What is a spite move?
A spite move is any move that draws the third side of one or more boxes, deliberately, despite a safe alternative being available. The opponent will capture the box(es) you opened, and possibly continue capturing through a chain.
In normal play, this is a disaster. You hand free points to your opponent. But occasionally, the structural impact of the move is worth the points lost. The opponent gains 1–3 boxes, but you gain something else — a parity flip, a tempo advantage, a forced mistake later — that more than compensates.
The name "spite move" comes from competitive play, where the move often looks like the player is acting out of spite, throwing away points to ruin the opponent's plan. In reality, the move is calculated. It just looks petty.
When spite moves are correct
There are five situations where a spite move can be correct.
1. To flip parity
The most common reason. You've counted parity (see how to count parity during a live game) and the count is on the wrong side of the chain rule. Parity needs to flip by adding or subtracting one long chain.
A spite move can do this. By opening a small chain (1–2 boxes) early, you remove one structure from the eventual endgame. If that structure was going to be a long chain on the wrong parity side, removing it changes the count.
Cost: 1–2 boxes given to opponent. Benefit: parity flips, the opponent now has to open the long chains in the endgame instead of you, you gain 5+ boxes in the chain you didn't have to open.
Net result: you trade 1–2 boxes for 5+. Worth it.
2. To force the opponent into zugzwang
Related but distinct. Even if parity is technically correct, the opponent may have engineered a position where they have just enough safe moves to outlast you. By burning a spite move, you accelerate the safe-move countdown — the opponent takes the box, then both of you have to play, and they may run out first.
This is rare but devastating when it works. See zugzwang in dots and boxes for the underlying mechanic.
3. To induce a chain-shape error
Some opponents are sensitive to chain shape — they will try to extend a long chain into a loop, or split a region into two short chains, depending on what they think is winning. By making a spite move, you force them to take the box and continue, and the shape of the developing region changes in a way they don't anticipate.
This is psychological as well as tactical. You're betting that the opponent will not see the structural change in time. Against strong opponents, this rarely works.
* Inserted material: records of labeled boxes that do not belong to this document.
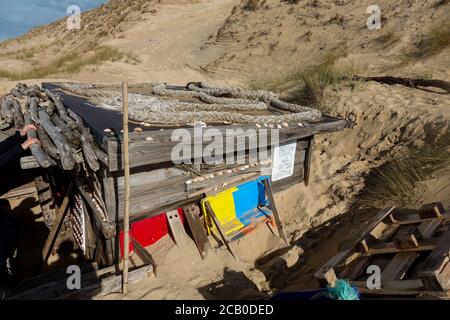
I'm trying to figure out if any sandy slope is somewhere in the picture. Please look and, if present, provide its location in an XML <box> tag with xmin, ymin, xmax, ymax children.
<box><xmin>0</xmin><ymin>0</ymin><xmax>450</xmax><ymax>299</ymax></box>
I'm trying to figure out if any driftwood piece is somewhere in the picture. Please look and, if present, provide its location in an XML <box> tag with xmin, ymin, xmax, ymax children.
<box><xmin>11</xmin><ymin>99</ymin><xmax>25</xmax><ymax>128</ymax></box>
<box><xmin>28</xmin><ymin>97</ymin><xmax>39</xmax><ymax>125</ymax></box>
<box><xmin>20</xmin><ymin>156</ymin><xmax>41</xmax><ymax>170</ymax></box>
<box><xmin>1</xmin><ymin>97</ymin><xmax>14</xmax><ymax>124</ymax></box>
<box><xmin>419</xmin><ymin>230</ymin><xmax>450</xmax><ymax>291</ymax></box>
<box><xmin>39</xmin><ymin>110</ymin><xmax>75</xmax><ymax>170</ymax></box>
<box><xmin>68</xmin><ymin>109</ymin><xmax>99</xmax><ymax>171</ymax></box>
<box><xmin>36</xmin><ymin>125</ymin><xmax>59</xmax><ymax>159</ymax></box>
<box><xmin>45</xmin><ymin>90</ymin><xmax>77</xmax><ymax>129</ymax></box>
<box><xmin>77</xmin><ymin>181</ymin><xmax>116</xmax><ymax>239</ymax></box>
<box><xmin>24</xmin><ymin>112</ymin><xmax>56</xmax><ymax>168</ymax></box>
<box><xmin>183</xmin><ymin>204</ymin><xmax>212</xmax><ymax>259</ymax></box>
<box><xmin>42</xmin><ymin>183</ymin><xmax>74</xmax><ymax>265</ymax></box>
<box><xmin>45</xmin><ymin>101</ymin><xmax>56</xmax><ymax>117</ymax></box>
<box><xmin>9</xmin><ymin>88</ymin><xmax>23</xmax><ymax>99</ymax></box>
<box><xmin>51</xmin><ymin>114</ymin><xmax>81</xmax><ymax>149</ymax></box>
<box><xmin>263</xmin><ymin>179</ymin><xmax>289</xmax><ymax>244</ymax></box>
<box><xmin>352</xmin><ymin>75</ymin><xmax>450</xmax><ymax>93</ymax></box>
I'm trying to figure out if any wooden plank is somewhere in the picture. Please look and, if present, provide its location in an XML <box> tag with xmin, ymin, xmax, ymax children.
<box><xmin>42</xmin><ymin>183</ymin><xmax>74</xmax><ymax>265</ymax></box>
<box><xmin>391</xmin><ymin>202</ymin><xmax>450</xmax><ymax>224</ymax></box>
<box><xmin>394</xmin><ymin>225</ymin><xmax>420</xmax><ymax>249</ymax></box>
<box><xmin>101</xmin><ymin>167</ymin><xmax>118</xmax><ymax>221</ymax></box>
<box><xmin>417</xmin><ymin>202</ymin><xmax>445</xmax><ymax>219</ymax></box>
<box><xmin>183</xmin><ymin>204</ymin><xmax>212</xmax><ymax>259</ymax></box>
<box><xmin>304</xmin><ymin>136</ymin><xmax>315</xmax><ymax>186</ymax></box>
<box><xmin>365</xmin><ymin>238</ymin><xmax>439</xmax><ymax>256</ymax></box>
<box><xmin>263</xmin><ymin>179</ymin><xmax>289</xmax><ymax>244</ymax></box>
<box><xmin>339</xmin><ymin>257</ymin><xmax>370</xmax><ymax>280</ymax></box>
<box><xmin>381</xmin><ymin>220</ymin><xmax>442</xmax><ymax>282</ymax></box>
<box><xmin>419</xmin><ymin>230</ymin><xmax>450</xmax><ymax>291</ymax></box>
<box><xmin>381</xmin><ymin>252</ymin><xmax>419</xmax><ymax>282</ymax></box>
<box><xmin>0</xmin><ymin>182</ymin><xmax>36</xmax><ymax>200</ymax></box>
<box><xmin>166</xmin><ymin>210</ymin><xmax>190</xmax><ymax>248</ymax></box>
<box><xmin>34</xmin><ymin>176</ymin><xmax>56</xmax><ymax>226</ymax></box>
<box><xmin>314</xmin><ymin>207</ymin><xmax>395</xmax><ymax>286</ymax></box>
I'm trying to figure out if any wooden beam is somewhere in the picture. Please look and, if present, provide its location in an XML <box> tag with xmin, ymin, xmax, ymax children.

Against intermediate opponents, it works often enough to be worth keeping in your kit.
4. To "burn the boats"
If you are far behind on score and there is no plausible path to victory through normal play, sometimes the only winning move is to scramble the position. A spite move that opens a long chain early throws everything into chaos. The endgame becomes weird, the parity calculations break, and your opponent has to think for themselves rather than execute a known winning line.
This is desperation play. The expected value is negative, but the variance is high — and high variance is what you want when you're losing. See art of sacrifice and when to resign for the broader strategic context.
5. Pure 5×5 endgame trades
In specific endgames where the chain structure is already locked, a spite move can be a calculated trade: "I give you 2 boxes here, you give me 3 boxes there, parity stays the same, I net +1." These are called "balanced" or "trade" spite moves and they are common in expert play.
These are tactical exercises rather than strategic decisions. You count both sides of the trade carefully and execute if the math works. With practice, you can do the count in 5–10 seconds.
How to recognize a spite-move opportunity
The signal that a spite move might be correct is parity mismatch with no other obvious way to fix it. If you check parity and it's wrong, your first thought should be: can I merge or split a region to fix it? If yes, do that — it's free. If no, your second thought should be: can I sacrifice a short chain via a spite move to fix it?
Concretely, look for:
- A region with 1–2 boxes that you don't otherwise care about.
- A current position where parity is off by 1.
- An opponent whose play patterns suggest they will not see the parity implications.
If all three conditions are met, the spite move is probably correct. Calculate the trade carefully and execute.
How to recognize when an opponent is about to spite-move you
The flip side: how do you defend against spite moves?
The signal that your opponent is about to spite-move is unusual hesitation followed by what looks like a blunder. If they pause for noticeably longer than usual and then play a third-side move, they are not blundering — they are spite-moving.
Your defense: take the box, but do not take the bait of continuing into a chain you don't have to. Sometimes the spite move opens one box but the opponent is hoping you'll convert it into chain-extension. Take the box and stop. Force them to play another move into the new position.
If you can re-establish parity in your favor with the next move (by playing a structural move that adds or removes a region), do it. The spite move only works if the opponent uses your move to flip parity for free; if you play the structural counter, the spite was wasted.
The honest truth: most players should never spite-move
Here is the honest take: 95% of players are not good enough at parity counting to use spite moves correctly. If you can't count parity in real time, you cannot evaluate whether a spite move is correct, which means every spite move you play is a coin flip — and the average coin flip in dots and boxes is bad for you, because you're giving away points.
So the practical advice is: first learn to count parity reliably. Then learn to spot regions where parity manipulation is possible without a sacrifice. Then, only after both of those, consider adding spite moves to your kit.
If you skip the first two steps, you'll just be a player who occasionally throws away boxes for no reason. The opponents you beat will think you got lucky. The ones you lose to will think you blundered. Neither will be impressed.
For the foundational skills, work through the 30-day practice plan, focusing especially on weeks 2 and 3. Then read the chain rule, parity counting, and the double-cross technique. After that, spite moves become a natural extension of what you already know.
Spite moves in Dot Clash
In Dot Clash, the spite move concept transfers but the specifics differ. There is no "third side of a box" to draw — instead, the analogous move is placing a dot in a position that gives the opponent an immediate capture opportunity in exchange for changing the long-term structure of the board.
These are rarer in Dot Clash than in classical dots and boxes because Dot Clash has more degrees of freedom — you can usually fix structural problems without the sacrifice. But they exist, and at the highest levels they appear in roughly 1 in 20 games.
In short
- Spite moves are deliberate third-side moves that hand boxes to the opponent.
- They are correct when they flip parity, induce zugzwang, or salvage a losing game.
- Most players cannot use them correctly because they cannot count parity reliably enough.
- Defend against them by taking the immediate box but not the chain extension, then re-establishing parity.
The rule "never draw the third side" is right 95% of the time. The other 5% is where master-level play happens.